Plank No. 2: Constitutional Reform: States' Form of Government

Article IV, Section 4, of the 1787 U.S. Constitution states:

The United States shall guarantee to every state in this union a republican form of government, and shall protect each of them against invasion; and on application of the legislature, or of the executive (when the legislature cannot be convened) against domestic violence.

As world history in the 20th century has shown, a state can call itself a republic without resembling anything desirable under the United States Constitution.  Hitler's Germany was a republic.  The Soviet Union was made up of 15 "republics," Communist Yugoslavia of six.  All Communist states have been known as Republics.  This is because outside the U.S., "Republic" means any form of government lacking something like a Monarch.

Clearly the American Framers, too, wished to exclude all Monarchs, as a way of preventing future manifestations of what they considered tyranny under their king, George III, and to maintain revolutionary republican solidarity throughout the young Union.  However, in domestic usage, it is more common to define a republic as a Representative Democracy - most often in contrast to submitting all matters to voters in idealized "Direct Democracy."  (By the way, it can be argued that combining the practice of Ballot Initiative, with Referendum, completely bypassing the State Legislature, violates this clause; IOW, I&R is unconstitutional.)

In the Federalist Papers, the authors also recognize the possibility of the rise of a non-royal demagogue who might try to take over a State in the Union.  The common factor is the replacement of the will of the voters with that of a tyrant.  But as discussed above, the word "republic" is no longer sufficient to protect a State's freedom and democratic structures, if it ever was.  In fact, given the modern development of the practice of law, tyranny could get into a State 'under the wire' of this clause, with the full support of the Federal Government whose job it is supposed to be under this clause to protect the will of the voters in each State.

Modern Monarchy in developed countries has as its first job to protect the will of the voters.  Modern Monarchists are democrats.  The Monarchy Party of the United States supports the clearer embodiment of democratic protection of the American States by the following Constitutional Amendment, to be adopted at any time:

The United States shall guarantee to each state in this union a representative democracy.


This wording does not affect the remainder of Article IV, Section 4.

Certainly it is our hope that under this Amendment States would finally be free to adopt forms of government that best serve the will and rights of their people, including but not limited to Representative Democracy protected by Monarch at the State level.  But even if not, it is our belief that this Amendment will better serve the American people than the current text of this clause of the Constitution, and deserves the support of the people of all the States.

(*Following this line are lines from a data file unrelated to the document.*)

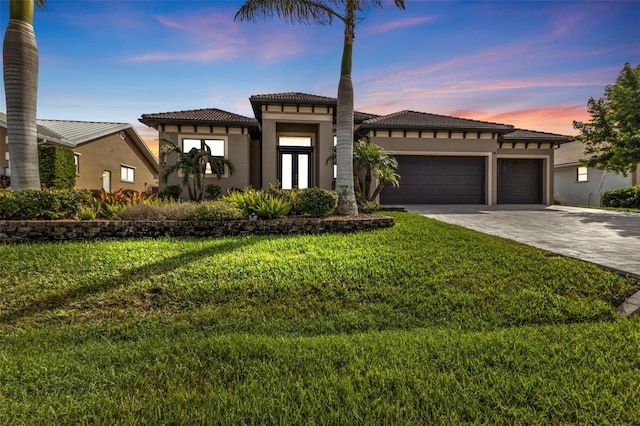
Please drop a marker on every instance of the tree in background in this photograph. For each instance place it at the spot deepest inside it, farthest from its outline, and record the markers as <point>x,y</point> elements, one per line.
<point>371,161</point>
<point>612,136</point>
<point>193,166</point>
<point>20,63</point>
<point>322,13</point>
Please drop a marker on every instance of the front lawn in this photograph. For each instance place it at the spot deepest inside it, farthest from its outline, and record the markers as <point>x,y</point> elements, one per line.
<point>421,323</point>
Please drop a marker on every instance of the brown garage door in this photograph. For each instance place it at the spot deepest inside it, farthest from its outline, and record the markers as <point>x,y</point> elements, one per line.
<point>438,180</point>
<point>520,181</point>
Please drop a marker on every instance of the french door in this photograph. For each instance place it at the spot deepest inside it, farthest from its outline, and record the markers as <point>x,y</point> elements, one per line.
<point>295,167</point>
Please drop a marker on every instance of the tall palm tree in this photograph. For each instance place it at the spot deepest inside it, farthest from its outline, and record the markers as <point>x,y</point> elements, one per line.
<point>20,59</point>
<point>193,166</point>
<point>323,12</point>
<point>372,161</point>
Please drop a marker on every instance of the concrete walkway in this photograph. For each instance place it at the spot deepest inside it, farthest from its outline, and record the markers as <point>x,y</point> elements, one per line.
<point>607,238</point>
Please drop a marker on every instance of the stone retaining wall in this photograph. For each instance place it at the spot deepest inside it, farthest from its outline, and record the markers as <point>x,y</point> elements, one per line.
<point>32,231</point>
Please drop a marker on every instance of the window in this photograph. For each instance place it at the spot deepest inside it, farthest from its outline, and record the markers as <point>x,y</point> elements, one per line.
<point>294,141</point>
<point>582,174</point>
<point>216,148</point>
<point>127,173</point>
<point>76,162</point>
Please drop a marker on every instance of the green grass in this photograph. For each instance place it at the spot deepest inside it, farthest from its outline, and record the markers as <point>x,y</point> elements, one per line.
<point>422,323</point>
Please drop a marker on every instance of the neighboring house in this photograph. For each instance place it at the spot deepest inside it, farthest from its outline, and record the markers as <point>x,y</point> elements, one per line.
<point>442,160</point>
<point>107,155</point>
<point>579,185</point>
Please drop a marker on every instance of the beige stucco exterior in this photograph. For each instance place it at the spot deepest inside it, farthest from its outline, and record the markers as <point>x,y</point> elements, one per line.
<point>258,158</point>
<point>110,153</point>
<point>280,121</point>
<point>238,150</point>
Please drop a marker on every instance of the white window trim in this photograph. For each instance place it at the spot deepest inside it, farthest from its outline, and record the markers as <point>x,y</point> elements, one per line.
<point>128,167</point>
<point>201,137</point>
<point>582,174</point>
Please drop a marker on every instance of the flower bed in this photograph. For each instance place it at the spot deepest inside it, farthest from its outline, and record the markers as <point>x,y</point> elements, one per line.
<point>21,231</point>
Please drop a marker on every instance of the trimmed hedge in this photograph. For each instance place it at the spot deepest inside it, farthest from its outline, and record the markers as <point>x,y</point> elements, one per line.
<point>57,167</point>
<point>628,197</point>
<point>48,205</point>
<point>316,202</point>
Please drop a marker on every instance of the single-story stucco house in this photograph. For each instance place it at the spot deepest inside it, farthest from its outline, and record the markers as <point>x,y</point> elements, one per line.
<point>579,185</point>
<point>442,159</point>
<point>107,155</point>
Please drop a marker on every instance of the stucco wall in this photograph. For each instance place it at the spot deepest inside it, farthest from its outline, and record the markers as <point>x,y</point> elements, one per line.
<point>4,148</point>
<point>320,125</point>
<point>568,190</point>
<point>108,153</point>
<point>238,152</point>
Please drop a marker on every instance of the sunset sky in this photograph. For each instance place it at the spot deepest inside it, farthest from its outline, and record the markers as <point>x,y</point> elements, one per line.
<point>533,64</point>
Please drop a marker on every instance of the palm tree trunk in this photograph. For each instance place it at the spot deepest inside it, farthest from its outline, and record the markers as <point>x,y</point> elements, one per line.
<point>344,122</point>
<point>20,59</point>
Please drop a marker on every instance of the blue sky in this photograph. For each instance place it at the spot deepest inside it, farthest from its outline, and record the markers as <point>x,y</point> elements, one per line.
<point>533,64</point>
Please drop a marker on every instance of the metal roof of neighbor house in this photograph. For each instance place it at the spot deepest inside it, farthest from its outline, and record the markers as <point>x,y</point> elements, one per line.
<point>206,115</point>
<point>424,121</point>
<point>44,134</point>
<point>80,132</point>
<point>522,134</point>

A State Monarchy even within the current Federal Republic is doable because the States are the effective source of  Sovereignty in America.  Federal Sovereignty was delegated by the States, and the Federal Government can do nothing except what is explicitly authorized in the Constitution as interpreted by the Courts.  The Constitution was created by the representatives of the States in the Constitutional Convention.  All powers not permitted to the Federal Government are retained by the States "or the people" (10th Amendment).

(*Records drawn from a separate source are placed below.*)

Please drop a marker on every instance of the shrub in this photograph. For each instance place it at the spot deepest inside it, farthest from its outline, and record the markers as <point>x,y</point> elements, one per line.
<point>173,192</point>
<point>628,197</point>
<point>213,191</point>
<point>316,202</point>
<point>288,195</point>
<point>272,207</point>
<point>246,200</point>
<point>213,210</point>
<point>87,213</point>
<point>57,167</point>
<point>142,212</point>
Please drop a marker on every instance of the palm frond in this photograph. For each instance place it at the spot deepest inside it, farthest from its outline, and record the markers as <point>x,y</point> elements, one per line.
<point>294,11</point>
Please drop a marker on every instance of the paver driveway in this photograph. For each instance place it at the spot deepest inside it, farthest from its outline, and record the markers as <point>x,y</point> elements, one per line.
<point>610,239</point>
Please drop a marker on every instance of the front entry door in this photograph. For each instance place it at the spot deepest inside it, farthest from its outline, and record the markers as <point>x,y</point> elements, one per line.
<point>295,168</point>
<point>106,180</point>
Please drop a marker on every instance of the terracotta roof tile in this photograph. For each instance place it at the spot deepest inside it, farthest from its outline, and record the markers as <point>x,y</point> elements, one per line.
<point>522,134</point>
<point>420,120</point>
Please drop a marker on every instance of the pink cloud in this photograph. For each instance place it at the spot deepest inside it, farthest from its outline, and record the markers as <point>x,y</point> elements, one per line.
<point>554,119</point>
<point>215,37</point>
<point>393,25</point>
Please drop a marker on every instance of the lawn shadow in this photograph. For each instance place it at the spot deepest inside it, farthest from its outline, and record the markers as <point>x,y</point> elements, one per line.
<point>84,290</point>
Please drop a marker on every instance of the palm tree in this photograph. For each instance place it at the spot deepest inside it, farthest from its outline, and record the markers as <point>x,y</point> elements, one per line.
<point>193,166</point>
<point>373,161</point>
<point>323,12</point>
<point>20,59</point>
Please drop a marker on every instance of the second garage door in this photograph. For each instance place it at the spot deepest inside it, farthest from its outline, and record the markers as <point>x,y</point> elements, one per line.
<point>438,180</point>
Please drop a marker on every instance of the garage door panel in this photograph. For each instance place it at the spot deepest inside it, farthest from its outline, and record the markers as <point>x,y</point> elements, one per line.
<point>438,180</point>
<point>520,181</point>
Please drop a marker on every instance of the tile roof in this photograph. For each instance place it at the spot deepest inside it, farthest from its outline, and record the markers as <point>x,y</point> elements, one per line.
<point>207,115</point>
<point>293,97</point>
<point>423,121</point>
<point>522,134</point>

State Sovereignty may be represented by a Monarch, irrespective of the Sovereignty of other States or of the Union, especially if the Monarch is charged to protect that State's democratic structures and its people's rights, as modern national Monarchs do throughout the developed world, for instance by signing legislative bills into law (or not), overseeing governmental administration, and upholding the law...and rendered incapable of tyranny him/herself with practical limits such as are over all modern First World monarchs.

State Monarchy is most visible today in Australia.  That country's history is similar to our own, in that Australia is a Federation of former colonies, its current States of New South Wales, Queensland, Victoria, South Australia, Western Australia, and Tasmania.  Since Federation Australia has always had a written Constitution, modeled on ours in significant ways.  During the recent referendum defeating a proposal to become a Republic, it became clear that even if the Federation became a Republic, any of the States, in retaining their degree of Sovereignty, would retain the Monarchy respectively unless they too became Republics.  (Australia has an appointed Governor-General representing the Queen at the Federal level, and appointed Governors representing the Queen at the State level, different from our State Governors at present in that they govern "with the advice of" the State Premiers.)

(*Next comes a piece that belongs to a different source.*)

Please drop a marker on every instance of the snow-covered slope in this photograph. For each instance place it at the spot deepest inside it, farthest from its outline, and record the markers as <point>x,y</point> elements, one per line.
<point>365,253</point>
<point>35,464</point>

Canada is similar.  There the primary Sovereignty inheres in the Confederation, not the Provinces.  But certain powers normally remain Provincial versus Federal powers, and these Provincial powers are officially exercised by "Her Majesty in Right of" Ontario, or Quebec, etc., as opposed to "Her Majesty in Right of Canada."  (Canada also has a Governor-General at the Federal level, and Lieutenant-Governors at the Provincial level, who function the same as the equivalent officials in Australia.)


In America, State Monarchy might be desirable for the same reasons it is desirable at the Federal level.  Our States are not subdivisions of the Union, but its components.  Their powers continue to be real and substantial - in fact, anything not delegated to the Federal Government! - and their Sovereignty persists intact.  The Monarchy Party of the United States recognizes State Sovereignty and proposes its protection by Monarchy in Representative Democracy for as long as it endures.